[DMA][Swizzle] Enable LDS DMA with swizzling by lialan · Pull Request #23807 · iree-org/iree

lialan · 2026-03-17T14:23:33Z

Add swizzle detection helper that traces destination memref through expand_shape/collapse_shape/subview to find SwizzleHintOp.
Apply the swizzle attribute's offset transformation to source linear offsets in the gather_to_lds lowering.
XOR swizzle is self-inverse, so applying it to source addresses produces the correct swizzled layout in LDS without violating gather_to_lds's uniform-destination constraint.
Add pipeline tests and E2E tests.

lialan · 2026-03-17T16:14:01Z

Initial benchmark results on MI355X without tuning:

Shape	Branch	Time (mean)	TFLOPS	vs main
8192³	PR (XOR swizzle + DMA)	0.522 ms	2106	-17%
8192³	main (XOR swizzle only)	0.434 ms	2533	baseline
16384³	PR (XOR swizzle + DMA)	4.02 ms	2188	-23%
16384³	main (XOR swizzle only)	3.09 ms	2847	baseline
32768³	PR (XOR swizzle + DMA)	33.3 ms	2113	-22%
32768³	main (XOR swizzle only)	27.3 ms	2578	baseline

lialan · 2026-03-17T17:05:38Z

looking into the reason of regression.

* For now, remove the blanket guard that disabled DMA for all scaled matmuls. * When manually enable DMA, XOR swizzle will get disabled (for now). * Use DMA (UseGlobalLoadDMAAttr) for LHS/RHS operands. * Fix lowering of DMA copy.

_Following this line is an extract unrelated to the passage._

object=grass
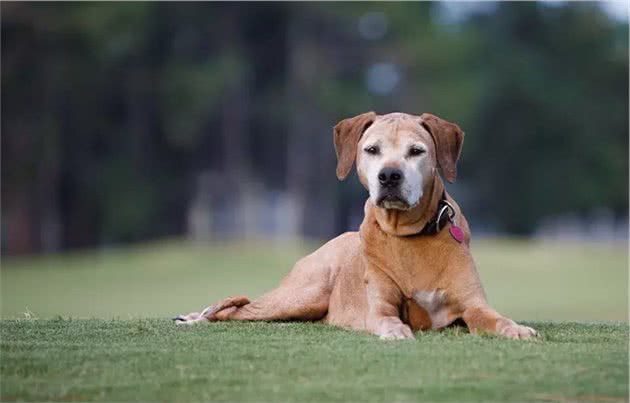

Revert destination indices from divergent (srcLinearOffset) back to subgroup-uniform (linearOffsetVal). The gather_to_lds op contract specifies that only lane 0's dstIndices are used, so the dst base must be uniform. Also add a TODO in the scaled matmul DMA pipeline test noting that gather_to_lds is not yet produced for scaled operands. Co-Authored-By: Claude Opus 4.6 (1M context) <noreply@anthropic.com>

MX tests require static shapes. The "small" shape set includes dynamic dynamicities by default, so explicitly pass --mnk_dynamicities=static,static,static. Co-Authored-By: Claude Opus 4.6 (1M context) <noreply@anthropic.com>

When a SwizzleHintOp is used as the destination of a gather_to_lds via reshape or subview ops (expand_shape/collapse_shape/subview), the swizzle is applied on the source side in the DMA lowering pass. These reshape ops just pass through the swizzled allocation and should be treated as transparent users rather than unsupported ones. This fixes a compiler crash in the scaled matmul DMA path where: alloc -> swizzle_hint -> expand_shape -> gather_to_lds.dst Co-Authored-By: Claude Opus 4.6 <noreply@anthropic.com>

Replace LLVMGPUTileAndFuse with #iree_gpu.pipeline<TileAndFuse> to match the migration in #23816. Co-Authored-By: Claude Opus 4.6 (1M context) <noreply@anthropic.com>

…led destinations * Add swizzle detection helper that traces destination memref through expand_shape/collapse_shape/subview to find SwizzleHintOp. * apply the swizzle attribute's offset transformation to source linear offsets in the `gather_to_lds` lowering. * XOR swizzle is self-inverse, so applying it to source addresses produces the correct swizzled layout in LDS without violating gather_to_lds's uniform-destination constraint. * Add pipeline tests and E2E tests to make sure it works. Co-Authored-By: Claude Opus 4.6 <noreply@anthropic.com>

The base branch had plain DMA CHECK-DIRECT-LOAD checks that were superseded by the swizzle_dma branch's swizzled format checks. Remove the duplicate stale checks that fail with the new swizzle-enabled config.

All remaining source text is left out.